WRITTEN BY: Luke Suciu
Headwaters Church is having two Christmas Eve services this year, one at 5pm and the other at 7pm both at 2000 N. Wells Street, and the service has been in the planning process for three years. Three years ago, I (Luke) was pastoring our church plant and in the first year of the plant Christmas was on a Sunday, which placed us in a bit of an unusual spot. We did not have any tradition as a church related to Christmas and there were more than a few churches that chose not to have Sunday morning services at all. Their thinking was that immediate families had routines—something about presents under trees—and the church could just have service on Christmas Eve and allow for Christmas morning to be an exclusively family time.
As we thought about Christmas morning we concluded that conceding our Sunday services simply because our culture had attached a time of opening gifts to Christmas morning was allowing the culture to dictate the highest value of in the Christmas Season. From a critical perspective, the most important moment in human history, the incarnation of God in the person of Jesus Christ, was being devalued in favor of family based nice commercialism. It was a pagan tradition that was boxing out the church’s remembrance of the story of Christ. That being said, it did not seem like a Sunday where we should simply have our normal service. So, without having any expectation surrounding Christmas services within our church, we were in a place to be flexible and creative.
We decided we would structure our service to be the exact opposite of cancelling Sunday services on Christmas morning so families could open gifts. We took a pagan tradition—the evergreen tree, which was originally brought inside to show the power of the sun that lasts even through the darkest days of winter—and covered it in the story of Christ. That morning there were no kids’ programs of any kind, instead everyone young and old crowded into the sanctuary. The kids got a small bag when they entered with ornaments that corresponded to the Christmas story (angel, manger, shepherd, etc.) and through the morning we read through the story of the birth of Christ, stopping at moments to sing Christmas songs and with each song the kids we directed to place their corresponding ornament on the tree.

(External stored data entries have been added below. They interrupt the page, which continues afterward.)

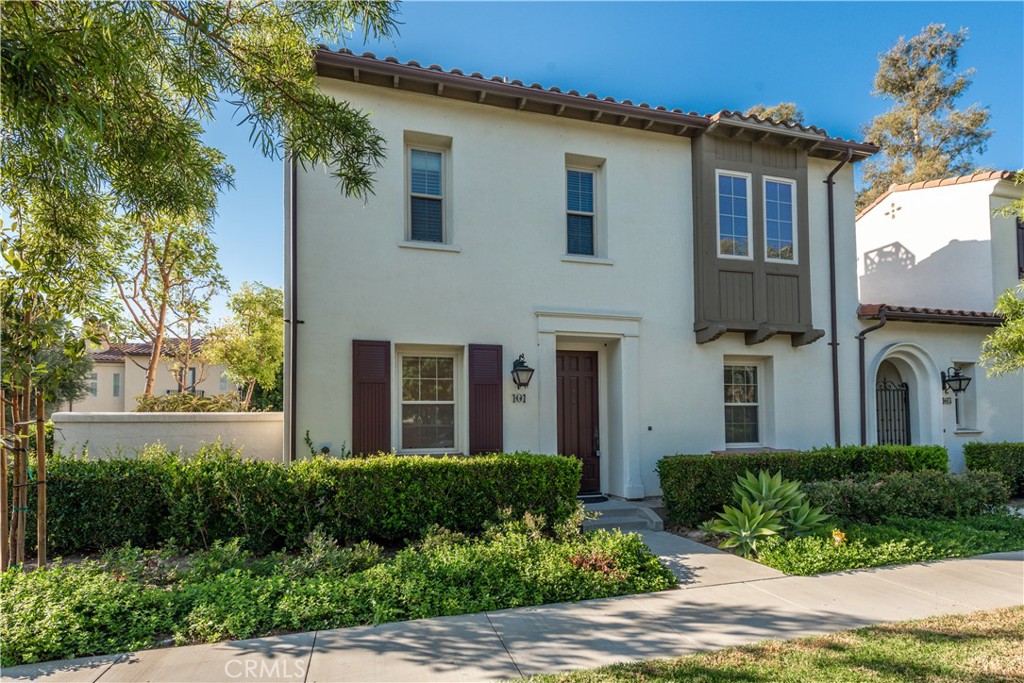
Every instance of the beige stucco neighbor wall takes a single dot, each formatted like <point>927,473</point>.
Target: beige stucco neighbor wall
<point>257,435</point>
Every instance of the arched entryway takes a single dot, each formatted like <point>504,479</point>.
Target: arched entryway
<point>905,400</point>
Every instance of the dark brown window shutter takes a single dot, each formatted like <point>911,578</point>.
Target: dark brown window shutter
<point>485,430</point>
<point>371,396</point>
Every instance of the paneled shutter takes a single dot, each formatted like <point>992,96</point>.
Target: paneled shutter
<point>371,396</point>
<point>485,398</point>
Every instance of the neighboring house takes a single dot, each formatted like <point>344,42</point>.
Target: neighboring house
<point>933,258</point>
<point>119,375</point>
<point>666,274</point>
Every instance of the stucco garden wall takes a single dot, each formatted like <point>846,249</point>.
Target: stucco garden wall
<point>258,435</point>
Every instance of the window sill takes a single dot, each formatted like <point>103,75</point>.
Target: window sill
<point>430,246</point>
<point>593,260</point>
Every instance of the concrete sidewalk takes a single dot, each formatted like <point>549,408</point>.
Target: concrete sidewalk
<point>515,643</point>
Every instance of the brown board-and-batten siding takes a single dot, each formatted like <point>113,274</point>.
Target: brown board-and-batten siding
<point>371,396</point>
<point>485,424</point>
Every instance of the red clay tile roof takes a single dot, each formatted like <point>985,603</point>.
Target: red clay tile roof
<point>499,90</point>
<point>921,314</point>
<point>117,352</point>
<point>940,182</point>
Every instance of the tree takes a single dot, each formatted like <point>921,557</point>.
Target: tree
<point>169,274</point>
<point>923,136</point>
<point>104,101</point>
<point>783,112</point>
<point>1003,351</point>
<point>252,342</point>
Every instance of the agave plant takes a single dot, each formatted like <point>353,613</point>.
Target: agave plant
<point>745,525</point>
<point>803,520</point>
<point>771,491</point>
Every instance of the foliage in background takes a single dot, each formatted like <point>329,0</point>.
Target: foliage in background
<point>1006,458</point>
<point>251,343</point>
<point>930,495</point>
<point>133,599</point>
<point>694,486</point>
<point>187,402</point>
<point>923,135</point>
<point>1003,350</point>
<point>781,113</point>
<point>216,495</point>
<point>897,542</point>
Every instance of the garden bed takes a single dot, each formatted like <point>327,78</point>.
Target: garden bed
<point>131,599</point>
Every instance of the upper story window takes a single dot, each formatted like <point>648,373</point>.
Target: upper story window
<point>580,212</point>
<point>426,195</point>
<point>780,233</point>
<point>733,190</point>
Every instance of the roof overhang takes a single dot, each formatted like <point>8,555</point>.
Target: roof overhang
<point>498,91</point>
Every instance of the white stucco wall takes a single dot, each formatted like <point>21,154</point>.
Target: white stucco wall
<point>506,282</point>
<point>257,435</point>
<point>965,257</point>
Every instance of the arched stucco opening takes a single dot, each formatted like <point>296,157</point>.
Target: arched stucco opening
<point>911,365</point>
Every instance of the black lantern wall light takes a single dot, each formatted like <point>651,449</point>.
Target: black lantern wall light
<point>521,373</point>
<point>953,381</point>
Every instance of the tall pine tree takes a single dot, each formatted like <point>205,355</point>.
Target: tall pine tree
<point>923,136</point>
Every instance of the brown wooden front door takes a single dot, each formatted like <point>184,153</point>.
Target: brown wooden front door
<point>578,424</point>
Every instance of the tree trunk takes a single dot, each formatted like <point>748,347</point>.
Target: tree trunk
<point>40,480</point>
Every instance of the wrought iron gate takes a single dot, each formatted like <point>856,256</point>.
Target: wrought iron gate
<point>893,406</point>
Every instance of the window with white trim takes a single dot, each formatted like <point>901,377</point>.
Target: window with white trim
<point>580,227</point>
<point>742,404</point>
<point>426,185</point>
<point>733,196</point>
<point>780,221</point>
<point>428,402</point>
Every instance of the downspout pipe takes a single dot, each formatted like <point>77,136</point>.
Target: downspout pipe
<point>832,294</point>
<point>863,372</point>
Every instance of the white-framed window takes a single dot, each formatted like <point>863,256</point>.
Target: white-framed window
<point>581,224</point>
<point>426,195</point>
<point>428,401</point>
<point>743,423</point>
<point>966,402</point>
<point>732,191</point>
<point>780,219</point>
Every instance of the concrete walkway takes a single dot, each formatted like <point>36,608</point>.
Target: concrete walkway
<point>515,643</point>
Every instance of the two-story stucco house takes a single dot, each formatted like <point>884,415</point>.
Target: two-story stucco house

By the end of the morning the pagan tradition of the evergreen tree was barely visible as the Christmas story was covering every little patch of green. That service is one of my most fond memories from our church plant that has now re-merged with our planting church to become Headwaters Church. And this Christmas Eve we are going to continue in the line of thinking that originally led us to embrace the Christmas story and box out the peripheral pagan practices as we give the incarnation center stage in our thinking. Our church family will gather, to remember well and to set up trees and cover them with the story of Christ.